Hypogammaglobulinemia can be classified into primary and secondary types. Most secondary hypogammaglobulinemia cases are associated with B cell-targeted therapies, such as rituximab [20]. The incidence of rituximab-associated hypogammaglobulinemia requiring immunoglobulin replacement therapy has been reported to be 6.6% in patients with lymphoma and 14–21% in those with ANCA-associated vasculitis [21]. The median interval between initial rituximab administration and onset of hypogammaglobulinemia was 18 months, and the prevalence of hypogammaglobulinemia reportedly ranged from 13–17% during an observation period of up to 60 months [22]. In the present case, the patient’s immunoglobulin levels were within the normal range before rituximab administration, suggesting a low likelihood of primary hypogammaglobulinemia.
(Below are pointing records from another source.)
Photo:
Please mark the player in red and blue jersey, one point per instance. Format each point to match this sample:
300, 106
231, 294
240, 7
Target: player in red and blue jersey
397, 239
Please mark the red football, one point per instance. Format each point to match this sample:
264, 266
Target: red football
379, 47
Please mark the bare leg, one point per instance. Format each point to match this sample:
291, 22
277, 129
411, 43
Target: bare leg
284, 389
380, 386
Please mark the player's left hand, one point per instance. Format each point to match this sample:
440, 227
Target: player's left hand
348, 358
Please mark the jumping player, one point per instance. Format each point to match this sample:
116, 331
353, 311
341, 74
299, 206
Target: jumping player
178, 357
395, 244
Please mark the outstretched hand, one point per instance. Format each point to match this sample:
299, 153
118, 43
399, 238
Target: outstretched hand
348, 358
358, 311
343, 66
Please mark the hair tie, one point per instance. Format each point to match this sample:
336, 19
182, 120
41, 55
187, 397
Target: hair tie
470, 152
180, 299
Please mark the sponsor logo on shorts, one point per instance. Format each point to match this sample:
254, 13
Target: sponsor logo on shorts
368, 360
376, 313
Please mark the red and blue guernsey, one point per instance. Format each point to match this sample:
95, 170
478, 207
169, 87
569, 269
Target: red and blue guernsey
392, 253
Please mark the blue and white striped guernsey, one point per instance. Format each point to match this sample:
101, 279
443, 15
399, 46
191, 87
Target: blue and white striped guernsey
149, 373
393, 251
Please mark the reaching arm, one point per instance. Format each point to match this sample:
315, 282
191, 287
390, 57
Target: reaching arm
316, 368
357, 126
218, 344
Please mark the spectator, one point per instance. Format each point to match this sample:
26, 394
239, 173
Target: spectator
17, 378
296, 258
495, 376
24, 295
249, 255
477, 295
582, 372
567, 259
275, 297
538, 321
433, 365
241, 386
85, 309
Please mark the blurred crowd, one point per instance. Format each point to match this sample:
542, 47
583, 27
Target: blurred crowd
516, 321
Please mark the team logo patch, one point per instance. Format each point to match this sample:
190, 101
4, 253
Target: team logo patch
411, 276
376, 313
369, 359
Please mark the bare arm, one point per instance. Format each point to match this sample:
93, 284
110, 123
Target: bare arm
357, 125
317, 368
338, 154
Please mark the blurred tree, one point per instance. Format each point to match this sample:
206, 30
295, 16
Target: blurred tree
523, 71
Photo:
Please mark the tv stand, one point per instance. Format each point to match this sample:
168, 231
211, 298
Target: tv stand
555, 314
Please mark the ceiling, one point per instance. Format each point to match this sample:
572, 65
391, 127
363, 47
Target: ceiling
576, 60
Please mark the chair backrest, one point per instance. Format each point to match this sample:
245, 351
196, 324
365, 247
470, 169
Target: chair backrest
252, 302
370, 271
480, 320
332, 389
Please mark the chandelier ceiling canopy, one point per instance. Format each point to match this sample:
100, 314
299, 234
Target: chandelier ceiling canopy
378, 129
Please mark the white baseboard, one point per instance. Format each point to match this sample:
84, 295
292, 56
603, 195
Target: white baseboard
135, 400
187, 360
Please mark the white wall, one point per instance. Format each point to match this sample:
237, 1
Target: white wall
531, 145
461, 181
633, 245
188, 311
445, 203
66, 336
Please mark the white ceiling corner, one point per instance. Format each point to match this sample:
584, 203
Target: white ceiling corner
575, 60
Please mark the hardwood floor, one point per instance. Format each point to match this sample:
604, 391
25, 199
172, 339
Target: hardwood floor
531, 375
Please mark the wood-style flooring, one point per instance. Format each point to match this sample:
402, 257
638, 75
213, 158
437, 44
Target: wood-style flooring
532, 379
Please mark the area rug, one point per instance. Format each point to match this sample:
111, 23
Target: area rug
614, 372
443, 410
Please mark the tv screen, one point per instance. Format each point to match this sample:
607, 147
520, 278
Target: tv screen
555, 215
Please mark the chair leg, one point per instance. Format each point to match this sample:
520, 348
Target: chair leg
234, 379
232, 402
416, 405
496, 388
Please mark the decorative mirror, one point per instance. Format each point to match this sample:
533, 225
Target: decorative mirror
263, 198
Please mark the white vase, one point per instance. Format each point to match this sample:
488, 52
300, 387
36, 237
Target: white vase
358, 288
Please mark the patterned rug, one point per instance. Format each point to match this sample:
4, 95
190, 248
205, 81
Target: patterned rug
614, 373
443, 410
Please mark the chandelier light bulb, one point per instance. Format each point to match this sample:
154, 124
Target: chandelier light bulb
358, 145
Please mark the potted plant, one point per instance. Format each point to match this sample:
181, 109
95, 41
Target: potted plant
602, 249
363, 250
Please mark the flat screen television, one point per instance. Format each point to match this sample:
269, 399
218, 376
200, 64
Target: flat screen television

However, the onset of hypogammaglobulinemia was not determined because immunoglobulin levels were not monitored after rituximab administration. Severe hypogammaglobulinemia was diagnosed in this patient 8 years after the last rituximab administration. It is advisable to examine immunoglobulin levels after B cell-targeted therapy and administer immunoglobulin replacement therapy as needed [21].

Here, we present a case of U. urealyticum disseminated arthritis in an immunocompromised patient with hypogammaglobulinemia. We highlighted that 16S rRNA gene analysis is a valuable tool for the diagnosis of culture-negative infections.